Halliday & Matthiessen (1999: 615-6):
But there are two further developments to come before the ideation base can take the form it has to take if it is to produce discourse of the kind we have been assuming throughout the book; and there is some elapse of time before children take these further steps. The first of these developments is abstractness; the second is (grammatical) metaphor.
General terms are not necessarily abstract; a bird is no more abstract than a pigeon. But some words have referents that are purely abstract — words like cost and clue and habit and tend and strange; they are construing some aspect of our experience, but there is no concrete thing or process with which they can be identified.
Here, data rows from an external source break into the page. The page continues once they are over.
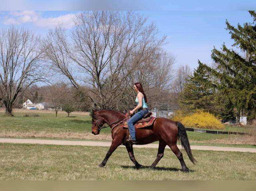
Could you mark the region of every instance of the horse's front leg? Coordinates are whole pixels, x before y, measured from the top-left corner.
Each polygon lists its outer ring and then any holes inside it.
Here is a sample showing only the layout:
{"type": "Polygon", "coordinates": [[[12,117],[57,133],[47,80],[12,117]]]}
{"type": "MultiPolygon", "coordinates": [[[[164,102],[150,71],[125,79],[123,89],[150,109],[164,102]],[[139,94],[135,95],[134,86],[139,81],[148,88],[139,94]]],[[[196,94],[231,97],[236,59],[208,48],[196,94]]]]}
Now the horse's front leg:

Small children simply ignore them, but by the age of about four or five they begin to cope with abstract meanings; in literate societies, this is the time we consider that children are "ready to start school", no doubt because you have to cope with abstractness in meaning in order to be able to learn to read and write (cf. wordings like spell, stand for, beginning of a sentence).
But it is not only the written medium; rather it is the whole world of educational knowledge that demands such abstractness in meaning. Consider examples taken from primary text books such as Some animals rely on their great speed to escape from danger, or The time taken by the earth to rotate once on its own axis is a day.
What happens here is that experience is being reconstrued in order to build up a form of knowledge that is systematically organised and explicit. Children already know that animals run away because they're frightened, and that the sun goes round the earth once in a day; but they have to learn these things over again in a new, more abstract semiotic frame.